Caught a movie last night: "The Invasion" - another remake of "Invasion of the Body Snatchers."

In this day and age of corporate media consolidation, mass marketing, and the global homogeneous integration of economies and societies around the world, this new take has lost none of the allegorical eerie relevance that the original did, back in the fifties, when the perceived moral, social, and political significance of the movie was affected, then, with concerns over communist totalitarianism in the Soviet Union and Eastern Europe, and McCarthyism in the US.

The critics have been pooh-poohing it - but, hey, "don't trust anyone"---or so the tagline of the movie says, perhaps with good reasons.

I find such criticisms - both from the right side and the left side of the political spectrum - actually a reassuring sign for the integrity of the movie, considering the nature of the whole industry, these days.

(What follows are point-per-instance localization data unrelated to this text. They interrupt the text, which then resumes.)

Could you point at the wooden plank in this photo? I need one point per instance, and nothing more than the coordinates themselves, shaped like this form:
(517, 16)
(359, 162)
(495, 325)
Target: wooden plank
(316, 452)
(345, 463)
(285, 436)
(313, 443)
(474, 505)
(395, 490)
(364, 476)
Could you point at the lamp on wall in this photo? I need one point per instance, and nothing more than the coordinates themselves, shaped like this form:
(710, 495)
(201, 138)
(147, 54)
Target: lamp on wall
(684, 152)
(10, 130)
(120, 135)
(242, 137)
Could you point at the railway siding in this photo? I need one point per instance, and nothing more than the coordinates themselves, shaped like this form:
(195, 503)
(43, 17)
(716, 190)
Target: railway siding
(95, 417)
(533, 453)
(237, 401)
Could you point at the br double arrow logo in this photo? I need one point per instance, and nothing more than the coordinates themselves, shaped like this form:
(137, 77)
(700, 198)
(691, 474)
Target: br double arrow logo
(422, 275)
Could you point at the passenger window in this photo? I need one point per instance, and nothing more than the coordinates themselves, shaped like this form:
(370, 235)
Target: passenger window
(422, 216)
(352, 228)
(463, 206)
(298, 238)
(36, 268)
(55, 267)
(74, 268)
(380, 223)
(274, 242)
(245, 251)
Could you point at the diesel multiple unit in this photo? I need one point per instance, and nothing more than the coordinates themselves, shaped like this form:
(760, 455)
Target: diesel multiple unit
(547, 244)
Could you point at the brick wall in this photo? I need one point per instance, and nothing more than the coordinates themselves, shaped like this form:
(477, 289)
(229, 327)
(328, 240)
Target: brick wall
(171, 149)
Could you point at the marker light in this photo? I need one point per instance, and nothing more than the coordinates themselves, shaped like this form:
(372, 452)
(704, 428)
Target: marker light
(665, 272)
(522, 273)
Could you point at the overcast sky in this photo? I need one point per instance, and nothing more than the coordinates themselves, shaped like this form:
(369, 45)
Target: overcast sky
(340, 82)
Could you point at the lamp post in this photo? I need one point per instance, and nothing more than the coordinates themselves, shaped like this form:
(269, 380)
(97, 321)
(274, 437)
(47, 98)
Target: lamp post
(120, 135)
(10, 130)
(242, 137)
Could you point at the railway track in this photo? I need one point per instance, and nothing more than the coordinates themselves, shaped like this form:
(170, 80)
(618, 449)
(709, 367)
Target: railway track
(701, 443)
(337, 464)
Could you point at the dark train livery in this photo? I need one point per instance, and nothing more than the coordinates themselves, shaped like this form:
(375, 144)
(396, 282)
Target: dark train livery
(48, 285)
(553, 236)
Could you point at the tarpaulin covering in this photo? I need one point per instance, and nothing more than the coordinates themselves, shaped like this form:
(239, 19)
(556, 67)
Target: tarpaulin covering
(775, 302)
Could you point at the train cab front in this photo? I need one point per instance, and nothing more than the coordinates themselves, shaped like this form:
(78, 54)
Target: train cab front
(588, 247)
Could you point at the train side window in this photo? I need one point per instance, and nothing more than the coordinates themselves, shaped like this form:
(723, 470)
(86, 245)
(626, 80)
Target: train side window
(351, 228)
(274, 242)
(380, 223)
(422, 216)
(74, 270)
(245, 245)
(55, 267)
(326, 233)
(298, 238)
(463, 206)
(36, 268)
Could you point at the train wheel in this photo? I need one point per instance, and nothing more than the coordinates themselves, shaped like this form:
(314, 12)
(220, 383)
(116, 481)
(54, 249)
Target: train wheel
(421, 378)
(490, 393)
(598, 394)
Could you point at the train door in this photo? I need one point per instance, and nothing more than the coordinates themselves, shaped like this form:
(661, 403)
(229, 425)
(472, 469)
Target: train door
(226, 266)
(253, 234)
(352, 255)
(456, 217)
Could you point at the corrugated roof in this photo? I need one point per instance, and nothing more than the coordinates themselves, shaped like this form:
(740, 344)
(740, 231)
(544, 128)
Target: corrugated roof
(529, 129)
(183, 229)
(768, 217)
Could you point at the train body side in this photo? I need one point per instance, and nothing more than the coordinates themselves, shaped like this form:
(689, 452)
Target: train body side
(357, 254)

This remake, without being politically-minded per se in its purpose, is of course naturally colored just like its predecessors with the zeitgeist of the times, and it has in it just enough to offend those who, in our times, "know" the "Truth" and wish to create a "better world for all" by extending forcibly their truth to the unbelievers.

To that regard, the movie doesn't take sides. Depending on how one looks at it, and even though such was perhaps not its intended purpose, the film is pretty much an equal opportunity offender: it has enough in it (though just barely - but that's apparently enough) to offend the "United We Stand" neo-conservative "if you are not with us, you are against us" lemmings, on the right, AND the "We are all one" New Thought new age Borg, on the left. No wonder the film ended up being so bizarrely maligned in the overall movie reviews (with an average rating of 4.4/10 on Rotten Tomatoes, and 5.5/10 on Metacritic).

I had made plans to meet with Goldberry at Lounge 12 beforehand, where we stopped for a drink and a quick bite to eat before catching the movie.


Lounge 12!

I like the sound of it.

The name brings images of this:


Or this:


Lounge 12 is really neither of those. No "Restaurant at the End of the Universe" either. For some reason, the name carries such high expectation - which makes it a tough name to live up to. But they do make a wicked martini.

You can go there even though it doesn't exist.



Or can you, now?

As the Total Perspective Vortex will have it, you will be shown "how infinitely small you are," or made to see that you are the most important thing in the universe. And, well, it all does come down to a matter of perspective, I suppose.

It might depend on what kind of a day you had...or what kind of a drink.